# MPI Benchmarks

The purpose of this section is to present the distributed computing capability of ADCME via MPI. With the MPI operators, ADCME is well suited to parallel implementations on clusters with very large numbers of cores. We benchmark individual operators as well as the gradient calculation as a whole.

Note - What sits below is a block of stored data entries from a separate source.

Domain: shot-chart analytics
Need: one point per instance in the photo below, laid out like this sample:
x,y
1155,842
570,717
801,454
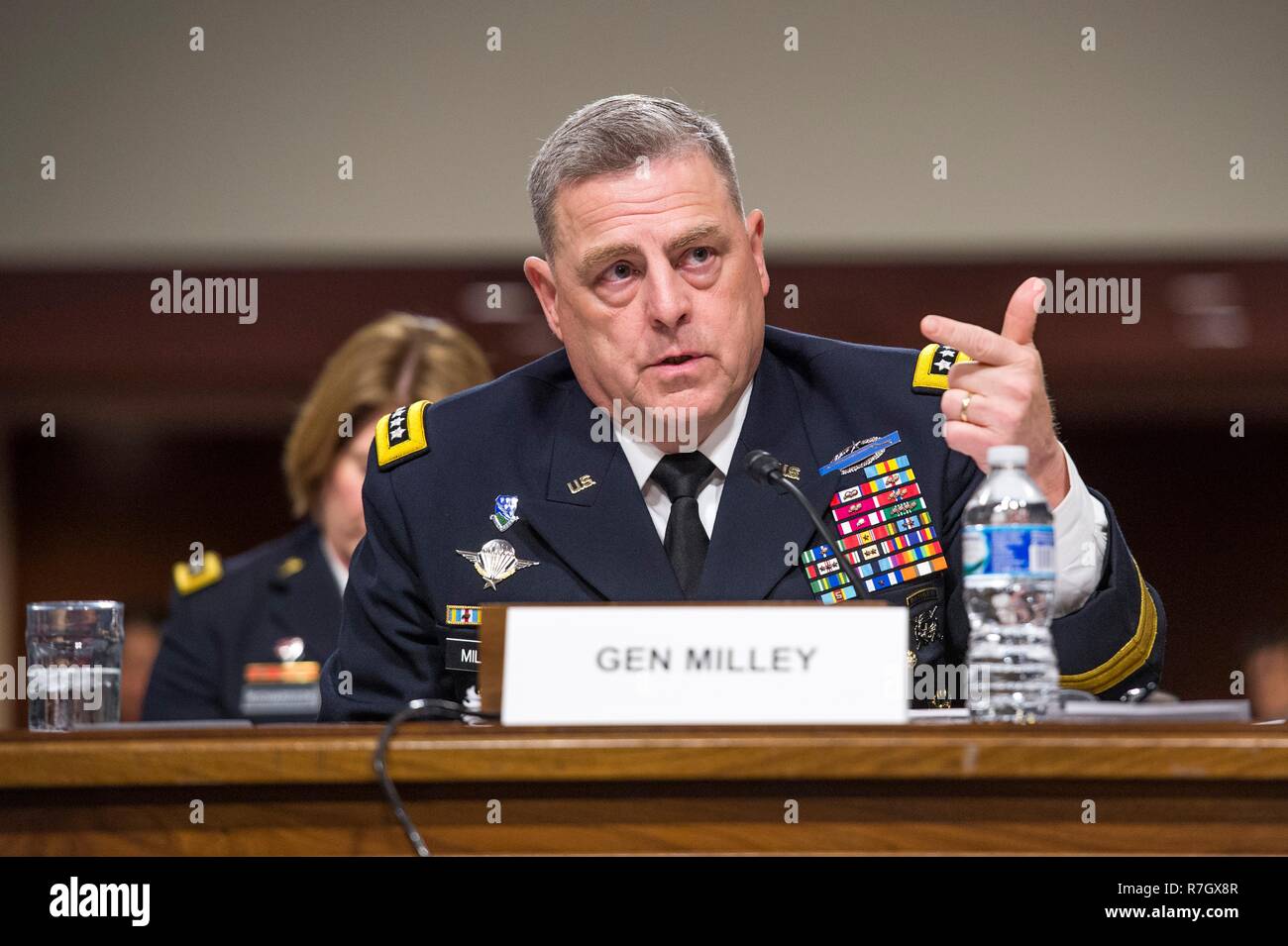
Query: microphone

Particularly, we use two metrics for measuring the scaling of the implementation:

**weak scaling**, i.e., how the solution time varies with the number of processors for a fixed problem size per processor.**strong scaling**, i.e., the speedup for a fixed problem size with respect to the number of processors, and is governed by Amdahl's law.

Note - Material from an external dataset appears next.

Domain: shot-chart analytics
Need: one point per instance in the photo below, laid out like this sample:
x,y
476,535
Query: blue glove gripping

For most operators, ADCME is just a wrapper of existing third-party parallel computing software (e.g., Hypre). However, for gradient back-propagation, some functions may be missing and are implemented at our own discretion. For example, in Hypre, distributed sparse matrices split into multiple stripes, where each MPI rank owns a stripe with continuous row indices. In gradient back-propagation, the transpose of the original matrix is usually needed and such functionalities are missing in Hypre as of September 2020.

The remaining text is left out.